The Information Commissioner’s Guidance has published draft guidance on the General Data Protection Regulation which recommends a move to “active opt-in” and says individuals have the right to withdraw consent at any time.
The ICO published its GDPR consent guidance for consultation yesterday, which recommended that organisations which process data should review their consent mechanisms to make them more “specific, granular, clear, prominent, opt-in, documented and easily withdrawn”.
Organisations will also need to keep records to evidence consent at every step of the process and have been advised by the ICO to “build regular consent reviews into your business processes”.
GDPR will also ban the usage of “pre-ticked opt-in boxes” as a valid means of gaining an individual's consent.

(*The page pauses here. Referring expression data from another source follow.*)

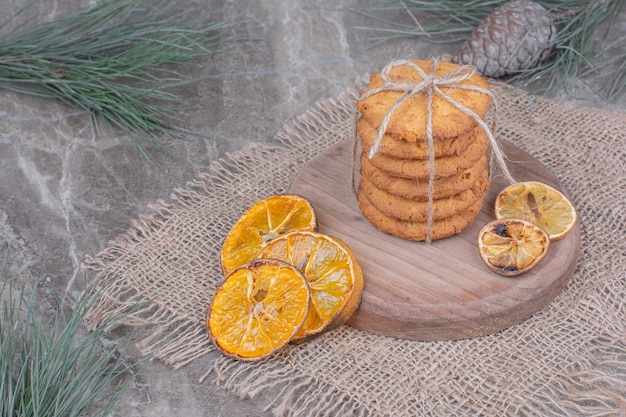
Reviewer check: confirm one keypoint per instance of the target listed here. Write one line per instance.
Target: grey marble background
(65, 193)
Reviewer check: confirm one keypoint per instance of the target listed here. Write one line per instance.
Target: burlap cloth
(568, 359)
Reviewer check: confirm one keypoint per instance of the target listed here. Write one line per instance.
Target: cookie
(418, 189)
(418, 231)
(408, 121)
(400, 148)
(417, 211)
(417, 169)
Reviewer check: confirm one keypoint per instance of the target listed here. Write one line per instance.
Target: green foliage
(116, 60)
(50, 367)
(580, 49)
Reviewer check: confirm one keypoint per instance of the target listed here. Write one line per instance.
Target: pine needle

The ICO also said that, while “GDPR does not specifically ban opt-out boxes,” that method of communication is “essentially that same as pre-ticked boxes, which are banned”.
The document also points out that, when GDPR comes into force in May 2018, unlawful use of personal data would be subject to “the highest tier of administrative fines”. The ICO said that these could be as a high as “€20m (£17.2m) or 4 per cent of a company’s total worldwide annual turnover, whichever is higher”.
Under the current iteration of the Data Protection Action, the highest tier of fines for unlawful data processing is £500,000.
The consultation document applies to all organisations and sectors which handle or process data, and are therefore not charity specific.
‘Key changes to make in practice’ as result of GDPR
The ICO said that organisations who process data will need to make seven “key changes” to their consent mechanisms to ensure they meet with GDPR requirements.
Consent must now be “unbundled” - as in being “separate from other terms and conditions”; an “active opt-in”; “granular” – different consent options for different types of processing; “named” – including both the name of the organisation processing the data and any third parties also relying on that consent; “documented”; “easy to withdraw” and not based on an “imbalance in the relationship”.
The ICO said that, while existing DPA consents would still be valid when GDPR comes into force, organisations will “need to be confident that your consent requests already met the GDPR standard” if they are to be relied upon after May 2018.
The document also sets out a number of scenarios in which consent would be rendered invalid. Some of the most pertinent for fundraising organisations include if that charity doesn’t “have clear records to demonstrate” that a person consented in the first place, or if they have used “pre-ticked opt-in boxes or other methods of default consent”.
Keep records of clear consent
GDPR stipulates that consent “must be specific and informed” and, at a minimum, must be obtained by giving a certain amount of information. This includes the name of the organisation and any third parties who will rely on that consent, why an organisation wants that data and what it will do with that data, including any “processing activities”.
GDPR will mean that organisations relying on consent “must have an effective audit trail of how and when consent was given, so organisations can provide evidence if challenged” regardless of how that consent was given, including oral consent.
The ICO have also said specifically that organisations relying on consent “cannot rely on silence, inactivity, pre-ticked boxes, opt-out boxes, default settings or blanket acceptance of your terms and conditions” as evidence of consent.
Individuals will also be given a “specific right to withdraw their consent” under GDPR, and that right will be “at any time”. The ICO said that an individual’s consent “must also be as easy to withdraw as it was to give”. It used the Fundraising Preference Service as an example of the specific right to withdraw consent.
The ICO have published the document as part of a period of wider consultation on GDPR which will run from 2 March through to the 31 March 2017. It can be viewed on the ICO's website here.